No seu poder influenciador sobre vários setores da economia, o Comitê enxerga a grande contribuição dos Jogos para o futuro. Com a responsabilidade de compra e aluguel de 30 milhões de itens, foram estabelecidos para a área de suprimentos critérios de sustentabilidade como forma de induzir todas as cadeias de negócios. Produtos de origem florestal, por exemplo, deverão ter certificação FSC, ou seja, de móveis e papelarias às caixinhas das medalhas, nada virá de desmatamentos. A certificação também se estendeu à Casa da Moeda, que fará as medalhas e continuará adotando essa preocupação em seus outros produtos.

Com os hotéis do Rio, o trabalho tem sido de melhorar as condições de acessibilidade para deficientes físicos. Já com o Sebrae, a parceria envolveu a capacitação e certificação de micro e pequenas empresas de vários ramos – de gráficas a lavanderias – para se qualificarem como fornecedoras, ao melhorarem serviços e produtos.

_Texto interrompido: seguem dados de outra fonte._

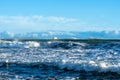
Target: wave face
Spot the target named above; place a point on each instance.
(59, 60)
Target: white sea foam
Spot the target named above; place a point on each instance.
(77, 56)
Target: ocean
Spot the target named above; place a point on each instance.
(60, 59)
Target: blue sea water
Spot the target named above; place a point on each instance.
(59, 60)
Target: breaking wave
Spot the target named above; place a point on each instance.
(64, 55)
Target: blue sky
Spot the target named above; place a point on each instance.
(63, 15)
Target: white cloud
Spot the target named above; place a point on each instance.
(34, 23)
(43, 23)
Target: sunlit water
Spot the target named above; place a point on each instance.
(60, 60)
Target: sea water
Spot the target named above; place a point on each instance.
(59, 60)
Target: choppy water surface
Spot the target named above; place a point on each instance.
(60, 60)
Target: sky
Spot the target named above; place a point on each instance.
(59, 15)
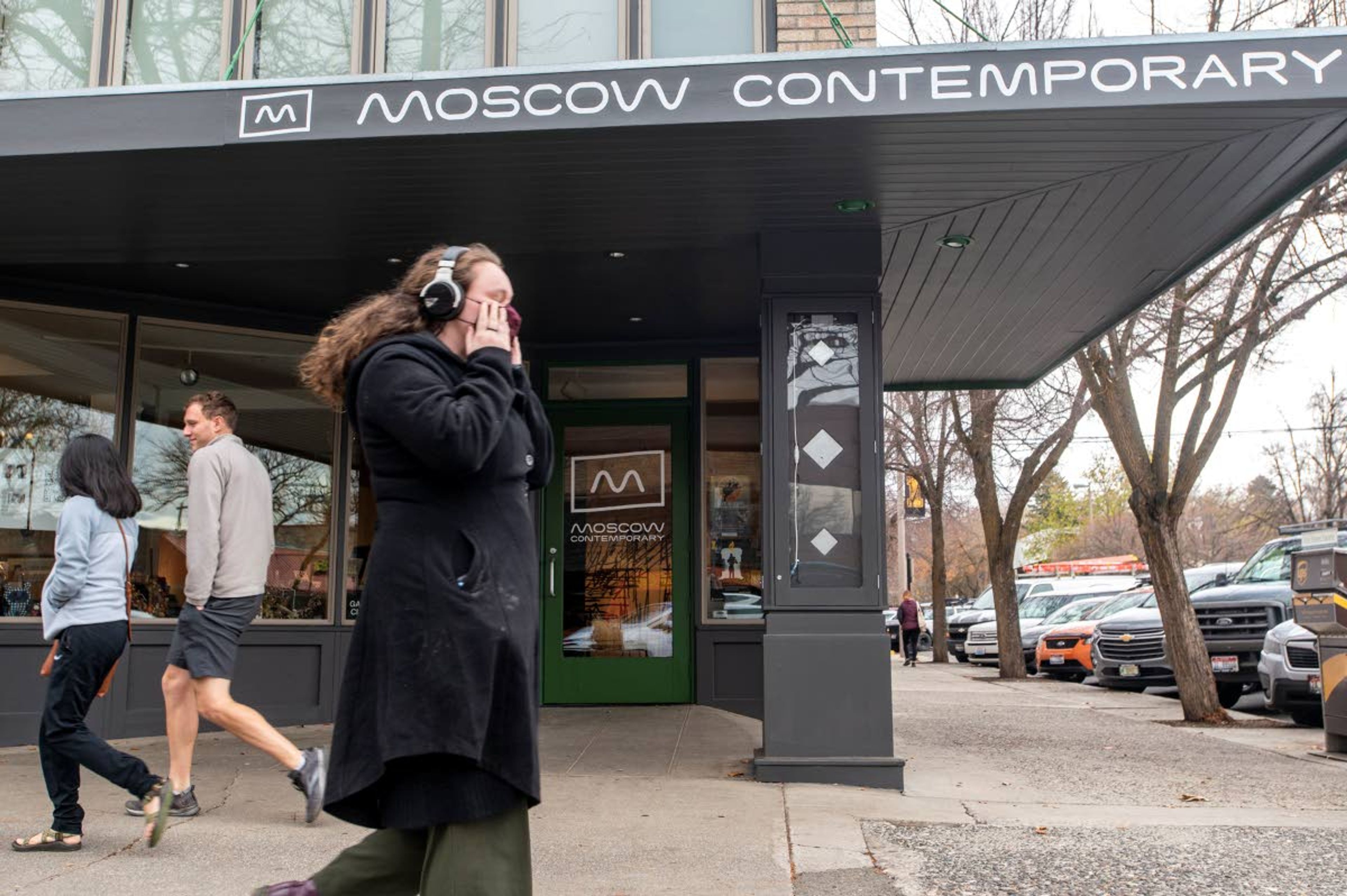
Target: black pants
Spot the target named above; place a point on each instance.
(910, 643)
(65, 743)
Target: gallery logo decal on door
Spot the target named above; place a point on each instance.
(625, 482)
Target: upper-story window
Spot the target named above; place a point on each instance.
(46, 45)
(701, 27)
(303, 38)
(558, 32)
(436, 35)
(173, 41)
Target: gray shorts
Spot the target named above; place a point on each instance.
(207, 641)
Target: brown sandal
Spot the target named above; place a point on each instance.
(49, 841)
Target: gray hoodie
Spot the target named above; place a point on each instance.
(88, 583)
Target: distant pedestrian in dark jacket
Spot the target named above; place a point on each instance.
(911, 622)
(436, 743)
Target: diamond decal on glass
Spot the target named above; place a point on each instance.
(824, 449)
(824, 542)
(821, 352)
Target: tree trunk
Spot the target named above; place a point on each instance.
(1011, 658)
(938, 585)
(1185, 646)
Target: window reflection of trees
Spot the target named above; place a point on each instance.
(173, 41)
(825, 397)
(302, 38)
(45, 45)
(554, 32)
(436, 35)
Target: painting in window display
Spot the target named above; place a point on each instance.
(619, 557)
(59, 376)
(279, 423)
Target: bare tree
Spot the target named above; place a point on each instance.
(1024, 433)
(1204, 336)
(920, 442)
(1311, 471)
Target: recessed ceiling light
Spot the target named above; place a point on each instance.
(850, 207)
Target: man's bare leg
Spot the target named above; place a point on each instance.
(244, 723)
(181, 723)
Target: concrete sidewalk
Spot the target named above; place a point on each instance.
(1054, 787)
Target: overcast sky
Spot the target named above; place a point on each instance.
(1305, 357)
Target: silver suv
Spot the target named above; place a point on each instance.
(1288, 670)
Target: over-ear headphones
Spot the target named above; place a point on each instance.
(442, 300)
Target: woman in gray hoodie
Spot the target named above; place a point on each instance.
(85, 609)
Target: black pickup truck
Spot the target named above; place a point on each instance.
(1234, 617)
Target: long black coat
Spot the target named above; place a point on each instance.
(444, 655)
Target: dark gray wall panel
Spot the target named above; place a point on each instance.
(729, 669)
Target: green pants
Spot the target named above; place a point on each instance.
(479, 859)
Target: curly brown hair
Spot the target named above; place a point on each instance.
(327, 366)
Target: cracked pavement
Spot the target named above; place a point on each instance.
(1036, 787)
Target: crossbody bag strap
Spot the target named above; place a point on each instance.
(126, 551)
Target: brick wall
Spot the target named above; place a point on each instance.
(803, 25)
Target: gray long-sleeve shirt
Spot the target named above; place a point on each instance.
(229, 522)
(88, 581)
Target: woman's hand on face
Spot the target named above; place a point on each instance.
(491, 329)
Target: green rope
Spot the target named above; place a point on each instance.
(838, 29)
(239, 51)
(962, 21)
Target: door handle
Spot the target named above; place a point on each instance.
(551, 573)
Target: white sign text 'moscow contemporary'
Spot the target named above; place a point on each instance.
(1086, 75)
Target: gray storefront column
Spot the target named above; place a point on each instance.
(827, 705)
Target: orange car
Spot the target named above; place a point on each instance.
(1065, 651)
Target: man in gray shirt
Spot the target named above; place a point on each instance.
(229, 546)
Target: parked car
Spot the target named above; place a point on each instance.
(1065, 651)
(1236, 617)
(984, 608)
(1209, 575)
(1034, 611)
(1288, 670)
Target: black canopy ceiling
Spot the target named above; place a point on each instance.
(1128, 165)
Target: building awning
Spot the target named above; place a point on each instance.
(1087, 174)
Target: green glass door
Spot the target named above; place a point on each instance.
(616, 592)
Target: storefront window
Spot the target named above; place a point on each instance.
(701, 27)
(616, 382)
(279, 421)
(360, 531)
(45, 45)
(556, 32)
(436, 35)
(173, 41)
(59, 379)
(732, 498)
(824, 421)
(303, 38)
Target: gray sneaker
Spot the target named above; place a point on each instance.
(310, 779)
(184, 805)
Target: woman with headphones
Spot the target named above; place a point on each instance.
(436, 743)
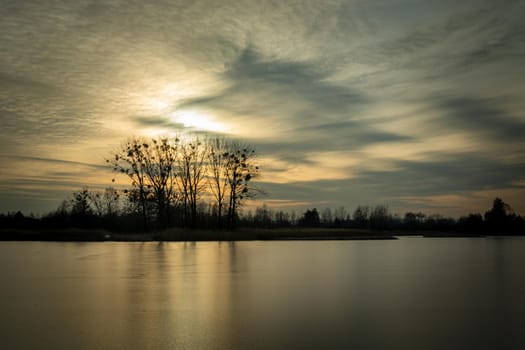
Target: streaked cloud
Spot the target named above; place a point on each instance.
(348, 102)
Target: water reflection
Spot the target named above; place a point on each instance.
(410, 293)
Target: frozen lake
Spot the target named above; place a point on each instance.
(411, 293)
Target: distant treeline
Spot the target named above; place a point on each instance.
(85, 210)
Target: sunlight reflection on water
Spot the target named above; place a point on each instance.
(404, 294)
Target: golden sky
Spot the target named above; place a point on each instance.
(417, 105)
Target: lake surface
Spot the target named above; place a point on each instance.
(411, 293)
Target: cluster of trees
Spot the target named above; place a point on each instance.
(192, 182)
(173, 178)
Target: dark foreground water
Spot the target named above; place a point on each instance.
(413, 293)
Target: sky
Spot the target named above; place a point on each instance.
(418, 105)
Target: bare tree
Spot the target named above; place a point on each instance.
(106, 202)
(240, 169)
(191, 173)
(150, 164)
(217, 182)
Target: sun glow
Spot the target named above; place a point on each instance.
(196, 120)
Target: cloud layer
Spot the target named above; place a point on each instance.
(412, 104)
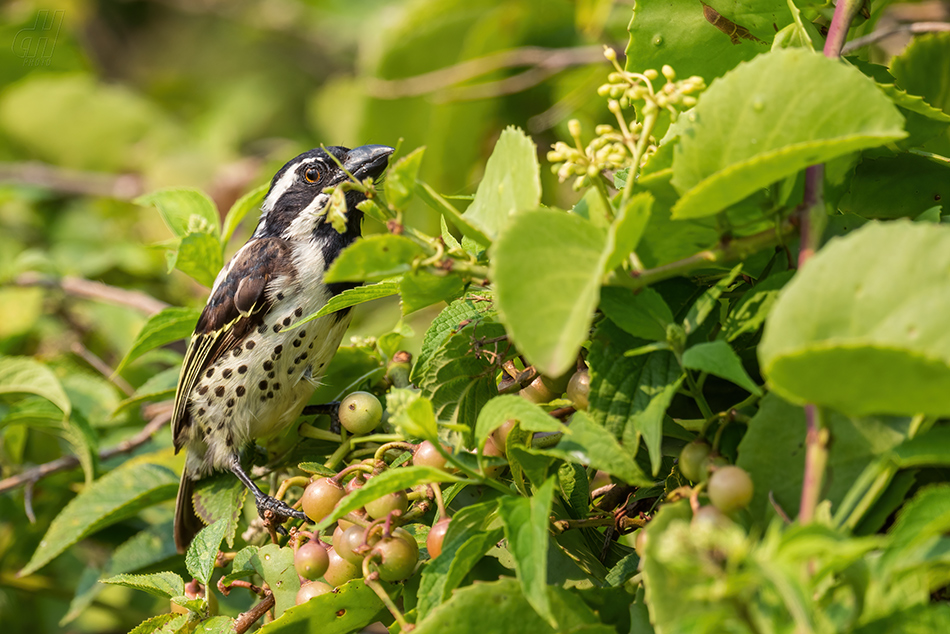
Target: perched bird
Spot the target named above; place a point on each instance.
(246, 375)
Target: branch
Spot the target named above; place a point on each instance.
(70, 462)
(68, 181)
(915, 28)
(244, 622)
(88, 289)
(726, 251)
(545, 61)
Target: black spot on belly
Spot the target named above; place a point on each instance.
(340, 315)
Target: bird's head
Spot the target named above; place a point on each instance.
(296, 195)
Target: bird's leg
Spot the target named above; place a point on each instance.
(264, 502)
(331, 409)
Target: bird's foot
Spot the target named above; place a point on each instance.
(281, 510)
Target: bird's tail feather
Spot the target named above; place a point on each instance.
(187, 522)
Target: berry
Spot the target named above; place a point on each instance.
(578, 389)
(360, 413)
(383, 506)
(436, 537)
(320, 497)
(426, 455)
(311, 560)
(312, 589)
(340, 570)
(729, 489)
(691, 460)
(395, 558)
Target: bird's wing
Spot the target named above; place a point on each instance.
(238, 305)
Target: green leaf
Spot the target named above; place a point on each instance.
(627, 229)
(643, 314)
(773, 454)
(23, 375)
(756, 126)
(199, 255)
(219, 500)
(547, 271)
(629, 395)
(924, 69)
(420, 289)
(512, 407)
(512, 183)
(430, 197)
(750, 313)
(353, 297)
(349, 608)
(527, 530)
(584, 442)
(876, 321)
(117, 495)
(898, 186)
(203, 551)
(161, 584)
(184, 210)
(465, 544)
(374, 258)
(703, 306)
(449, 321)
(171, 324)
(400, 183)
(718, 358)
(251, 201)
(387, 482)
(275, 565)
(416, 421)
(673, 32)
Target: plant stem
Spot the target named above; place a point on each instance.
(725, 251)
(816, 459)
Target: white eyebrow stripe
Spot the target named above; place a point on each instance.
(286, 181)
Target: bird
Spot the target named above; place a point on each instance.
(248, 371)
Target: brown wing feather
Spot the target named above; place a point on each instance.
(238, 305)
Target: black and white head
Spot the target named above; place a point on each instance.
(296, 193)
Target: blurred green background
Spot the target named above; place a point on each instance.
(101, 101)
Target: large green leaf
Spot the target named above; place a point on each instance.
(28, 376)
(349, 608)
(171, 324)
(861, 327)
(118, 494)
(547, 270)
(512, 183)
(373, 259)
(764, 121)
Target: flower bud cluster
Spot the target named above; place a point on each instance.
(617, 147)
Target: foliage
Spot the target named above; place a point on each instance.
(681, 285)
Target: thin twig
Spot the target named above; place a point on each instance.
(244, 622)
(915, 28)
(542, 59)
(88, 289)
(69, 181)
(70, 462)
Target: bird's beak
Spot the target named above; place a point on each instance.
(367, 160)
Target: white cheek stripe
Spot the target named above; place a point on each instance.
(302, 226)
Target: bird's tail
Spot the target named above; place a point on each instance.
(187, 522)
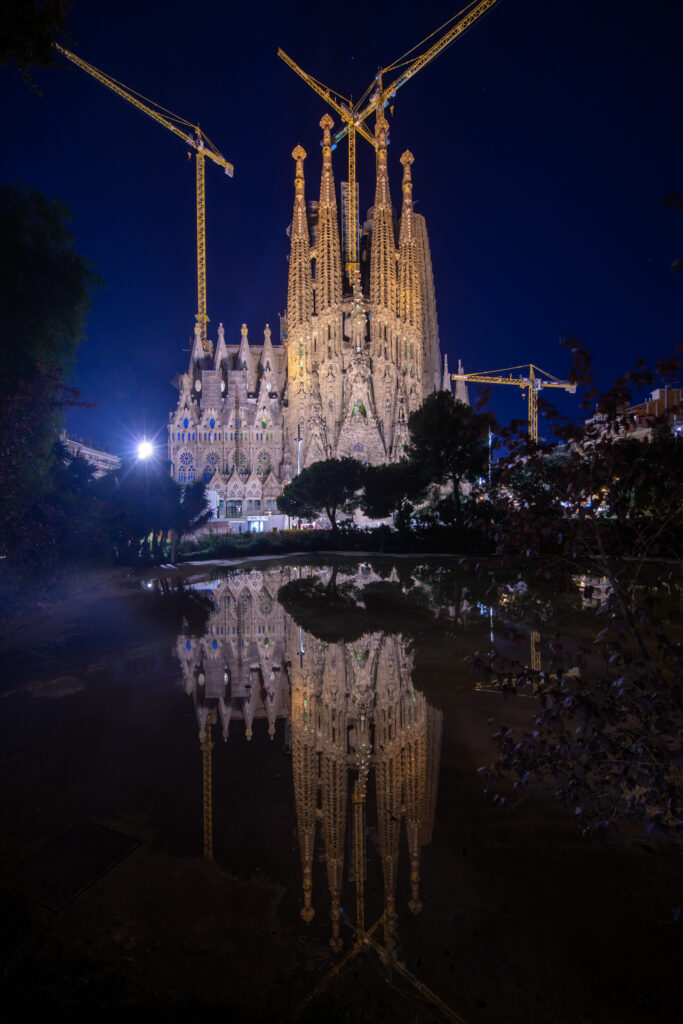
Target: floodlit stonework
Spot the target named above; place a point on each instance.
(355, 359)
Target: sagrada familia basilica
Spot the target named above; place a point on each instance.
(357, 355)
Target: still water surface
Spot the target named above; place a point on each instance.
(211, 794)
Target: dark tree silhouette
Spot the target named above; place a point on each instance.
(45, 292)
(329, 486)
(449, 440)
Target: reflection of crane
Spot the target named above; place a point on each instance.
(193, 136)
(530, 382)
(375, 99)
(207, 785)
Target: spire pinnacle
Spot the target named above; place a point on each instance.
(299, 155)
(327, 124)
(299, 296)
(329, 252)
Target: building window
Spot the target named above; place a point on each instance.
(211, 466)
(186, 468)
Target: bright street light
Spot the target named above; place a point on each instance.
(145, 450)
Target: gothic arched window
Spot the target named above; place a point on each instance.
(186, 468)
(211, 466)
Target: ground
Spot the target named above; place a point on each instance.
(523, 920)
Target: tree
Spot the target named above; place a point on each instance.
(28, 31)
(142, 506)
(45, 292)
(328, 486)
(606, 731)
(393, 487)
(449, 439)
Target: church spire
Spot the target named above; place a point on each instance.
(329, 252)
(383, 253)
(410, 291)
(299, 293)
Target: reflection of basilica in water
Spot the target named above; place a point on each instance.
(357, 729)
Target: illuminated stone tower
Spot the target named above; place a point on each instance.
(356, 358)
(361, 357)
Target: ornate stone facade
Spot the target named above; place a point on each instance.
(357, 357)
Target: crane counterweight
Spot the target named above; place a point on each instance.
(197, 140)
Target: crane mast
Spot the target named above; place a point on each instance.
(194, 137)
(354, 116)
(532, 382)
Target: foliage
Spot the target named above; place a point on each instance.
(44, 295)
(143, 506)
(449, 440)
(393, 487)
(607, 728)
(28, 30)
(328, 486)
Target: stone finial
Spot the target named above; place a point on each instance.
(381, 128)
(327, 125)
(299, 155)
(407, 160)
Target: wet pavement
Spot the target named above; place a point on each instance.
(207, 791)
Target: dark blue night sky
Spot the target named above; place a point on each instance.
(545, 140)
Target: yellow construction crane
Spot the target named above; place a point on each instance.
(194, 137)
(375, 98)
(534, 381)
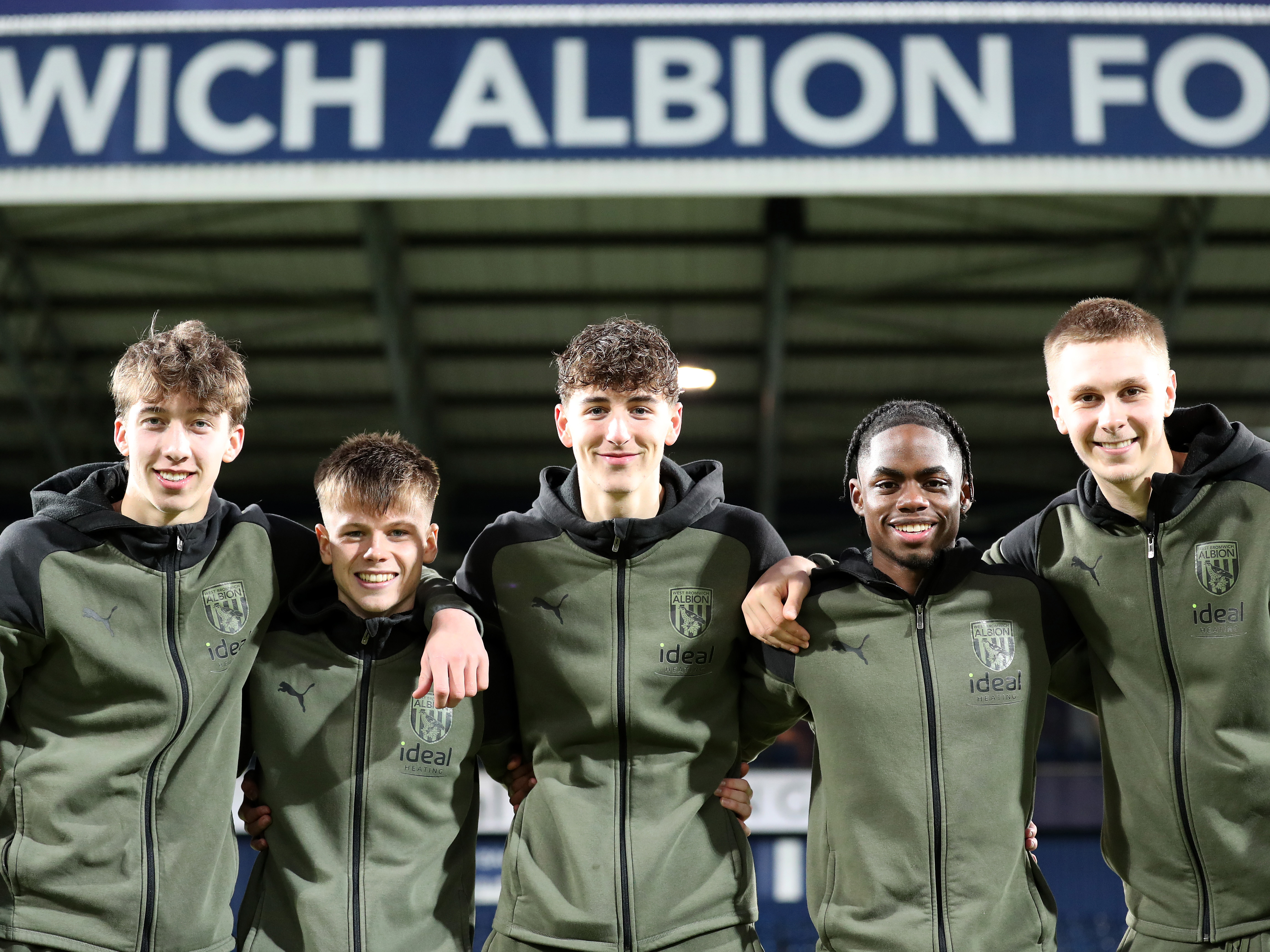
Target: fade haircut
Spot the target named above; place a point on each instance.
(620, 355)
(186, 360)
(900, 413)
(376, 474)
(1099, 319)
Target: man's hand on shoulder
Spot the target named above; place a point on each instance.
(773, 606)
(253, 814)
(454, 664)
(736, 795)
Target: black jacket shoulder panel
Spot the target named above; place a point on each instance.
(1255, 471)
(295, 549)
(1022, 545)
(766, 548)
(23, 548)
(476, 577)
(1061, 630)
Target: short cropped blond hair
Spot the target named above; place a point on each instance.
(186, 360)
(376, 474)
(1099, 319)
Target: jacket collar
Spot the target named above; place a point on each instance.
(691, 493)
(952, 568)
(1213, 447)
(316, 609)
(84, 499)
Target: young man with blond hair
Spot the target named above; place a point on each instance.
(1161, 554)
(132, 605)
(373, 791)
(619, 598)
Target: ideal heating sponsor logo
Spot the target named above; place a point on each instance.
(431, 725)
(223, 653)
(1217, 623)
(994, 643)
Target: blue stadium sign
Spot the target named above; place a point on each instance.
(127, 105)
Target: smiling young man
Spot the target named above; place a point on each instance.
(1161, 554)
(924, 776)
(132, 605)
(619, 600)
(373, 793)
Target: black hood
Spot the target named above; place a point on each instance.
(316, 609)
(953, 567)
(83, 498)
(1215, 447)
(691, 493)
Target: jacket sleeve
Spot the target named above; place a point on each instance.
(436, 592)
(770, 705)
(22, 619)
(1019, 545)
(476, 586)
(1070, 678)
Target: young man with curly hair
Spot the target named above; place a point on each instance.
(132, 605)
(619, 600)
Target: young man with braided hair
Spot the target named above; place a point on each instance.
(1161, 554)
(619, 600)
(925, 673)
(132, 605)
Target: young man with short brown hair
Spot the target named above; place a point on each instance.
(1161, 554)
(373, 793)
(132, 605)
(619, 600)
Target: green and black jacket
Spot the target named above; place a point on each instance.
(373, 793)
(1177, 611)
(628, 645)
(928, 713)
(125, 652)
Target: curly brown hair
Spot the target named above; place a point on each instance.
(620, 355)
(185, 360)
(376, 474)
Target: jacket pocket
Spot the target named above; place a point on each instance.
(9, 856)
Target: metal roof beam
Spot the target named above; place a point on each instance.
(1173, 247)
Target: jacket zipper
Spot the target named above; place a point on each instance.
(1175, 686)
(364, 704)
(628, 940)
(933, 739)
(152, 775)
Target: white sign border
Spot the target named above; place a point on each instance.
(867, 12)
(845, 176)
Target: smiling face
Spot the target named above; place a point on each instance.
(175, 450)
(1112, 398)
(908, 488)
(378, 559)
(619, 440)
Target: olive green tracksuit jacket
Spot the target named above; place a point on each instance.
(125, 652)
(628, 645)
(373, 793)
(1177, 611)
(928, 713)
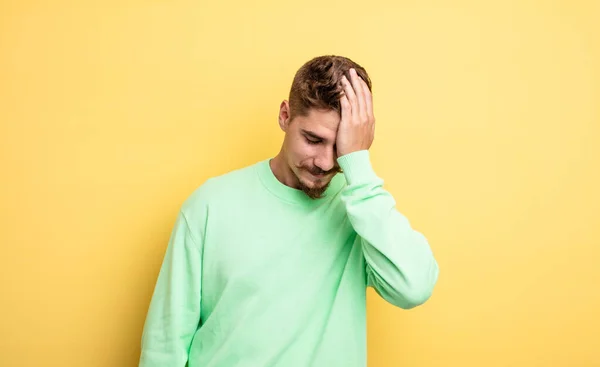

E, diferentemente do que vemos hoje em relação a alguns estádios da Copa do Mundo, a organização tem afirmado que não haverá “elefantes brancos”. Uma das preocupações foi com as instalações temporárias, desenvolvidas sob o conceito de “arquitetura nômade”. A Arena do Futuro, por exemplo, onde acontecerão as provas de handebol, será desmontada e transformada em quatro escolas municipais.